The problem is that there's no significant economies of scale to the taxi industry. You don't make drivers much more efficient by having more of them, and there's an induced demand problem where the limitations of cities and traffic mean that you just cannot scale up to infinity.

This is by the way why there's no enormous single individual taxi company in the existing market. Taxi business tends to be small and competitive for this very reason. It's an extremely ill suited environment for a technology startup.

Absolutely agree. I don't buy this whole 'Robot cars' will make Uber / Grab / Lyft profitable stuff.

If self-driving tech really becomes so good that it will make tons of money, then why let Uber etc have that market?

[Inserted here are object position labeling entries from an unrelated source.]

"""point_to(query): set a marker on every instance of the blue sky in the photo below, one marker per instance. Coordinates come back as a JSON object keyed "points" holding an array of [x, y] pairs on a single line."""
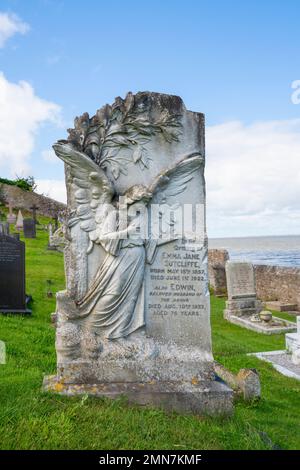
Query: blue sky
{"points": [[234, 61]]}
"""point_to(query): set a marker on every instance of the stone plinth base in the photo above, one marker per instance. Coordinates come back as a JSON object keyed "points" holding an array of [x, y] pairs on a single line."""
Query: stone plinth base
{"points": [[281, 361], [292, 342], [212, 398], [262, 327]]}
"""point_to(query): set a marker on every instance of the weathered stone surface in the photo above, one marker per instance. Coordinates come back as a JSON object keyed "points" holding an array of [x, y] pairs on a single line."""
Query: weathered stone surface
{"points": [[12, 275], [242, 300], [240, 280], [136, 305], [4, 228], [277, 283], [243, 307], [19, 222], [292, 340], [216, 270], [249, 383], [281, 361], [205, 398], [29, 228]]}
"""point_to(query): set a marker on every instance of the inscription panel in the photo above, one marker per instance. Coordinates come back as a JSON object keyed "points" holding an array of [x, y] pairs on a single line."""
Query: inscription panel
{"points": [[177, 301], [240, 279]]}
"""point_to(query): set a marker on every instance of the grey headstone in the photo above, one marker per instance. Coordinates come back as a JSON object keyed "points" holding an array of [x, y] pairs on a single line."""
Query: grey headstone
{"points": [[12, 275], [138, 305], [29, 228], [4, 228]]}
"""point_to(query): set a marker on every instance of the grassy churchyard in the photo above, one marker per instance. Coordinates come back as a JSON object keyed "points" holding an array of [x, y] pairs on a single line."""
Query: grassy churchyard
{"points": [[32, 419]]}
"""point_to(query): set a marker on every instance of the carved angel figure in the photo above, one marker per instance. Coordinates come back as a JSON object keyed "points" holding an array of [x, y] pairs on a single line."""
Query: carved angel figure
{"points": [[113, 306]]}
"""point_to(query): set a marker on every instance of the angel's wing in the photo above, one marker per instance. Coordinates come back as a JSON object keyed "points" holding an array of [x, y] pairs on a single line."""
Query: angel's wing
{"points": [[173, 181], [92, 185]]}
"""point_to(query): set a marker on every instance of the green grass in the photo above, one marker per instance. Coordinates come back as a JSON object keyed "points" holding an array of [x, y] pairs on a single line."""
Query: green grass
{"points": [[32, 419]]}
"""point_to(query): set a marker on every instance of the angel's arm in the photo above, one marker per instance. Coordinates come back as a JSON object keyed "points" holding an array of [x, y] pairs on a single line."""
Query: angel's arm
{"points": [[93, 190]]}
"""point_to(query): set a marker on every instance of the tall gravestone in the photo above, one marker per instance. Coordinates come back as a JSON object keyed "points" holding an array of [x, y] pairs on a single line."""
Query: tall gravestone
{"points": [[135, 317], [12, 276], [4, 228], [29, 228]]}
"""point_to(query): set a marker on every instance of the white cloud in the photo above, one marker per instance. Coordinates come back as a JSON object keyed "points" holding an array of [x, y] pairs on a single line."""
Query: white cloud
{"points": [[49, 156], [21, 114], [253, 178], [55, 189], [10, 25]]}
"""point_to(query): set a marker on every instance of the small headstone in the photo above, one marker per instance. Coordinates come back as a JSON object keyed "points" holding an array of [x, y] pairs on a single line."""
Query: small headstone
{"points": [[34, 208], [29, 228], [242, 300], [19, 223], [12, 275], [4, 228], [292, 340]]}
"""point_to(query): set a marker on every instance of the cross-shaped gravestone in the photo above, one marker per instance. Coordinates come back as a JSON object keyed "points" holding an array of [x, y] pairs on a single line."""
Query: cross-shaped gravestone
{"points": [[34, 208]]}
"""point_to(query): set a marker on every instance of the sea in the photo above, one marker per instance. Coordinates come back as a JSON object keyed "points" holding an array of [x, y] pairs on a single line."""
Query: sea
{"points": [[275, 250]]}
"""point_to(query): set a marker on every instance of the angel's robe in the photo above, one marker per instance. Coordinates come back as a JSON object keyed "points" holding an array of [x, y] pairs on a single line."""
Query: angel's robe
{"points": [[114, 303]]}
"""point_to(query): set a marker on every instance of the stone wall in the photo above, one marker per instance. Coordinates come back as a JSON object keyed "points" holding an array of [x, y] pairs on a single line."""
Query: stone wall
{"points": [[272, 282], [21, 199], [278, 283], [216, 270]]}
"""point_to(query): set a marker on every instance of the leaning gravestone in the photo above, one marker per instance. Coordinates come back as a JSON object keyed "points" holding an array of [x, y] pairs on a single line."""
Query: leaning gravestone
{"points": [[4, 228], [242, 300], [29, 228], [19, 222], [12, 276], [11, 217], [134, 318]]}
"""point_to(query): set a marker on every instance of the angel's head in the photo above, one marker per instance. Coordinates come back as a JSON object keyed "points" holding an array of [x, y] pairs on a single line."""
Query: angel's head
{"points": [[138, 193]]}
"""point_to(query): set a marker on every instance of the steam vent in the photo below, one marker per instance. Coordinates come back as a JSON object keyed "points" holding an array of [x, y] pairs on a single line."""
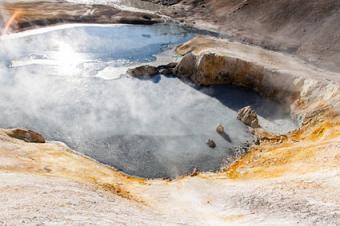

There is zero that differentiates them. Everyone can put a booking app together and optimise it over a few years (see the many international copy cats who have done just that).

Then why wouldn't a self-driving-manufacturing leader (whoever that will be, Tesla, GM, BNW, a Geely or other Chinese player, doesn't matter) run fleets themselves? It's not like there's much human cost involved. (and manufacturers already got their service networks and charging networks together where self driving vehicles could go at night to be charged/serviced)

I'm guessing not a manufacturer. They haven't historically wanted to get into fleet management beyond some side investments. But the rental car companies (both long-term and short-term) seem likely players as soon as self-driving is reliable off-the-shelf tech. Which I expect to be a long while in the areas dense enough for taxi services to work well.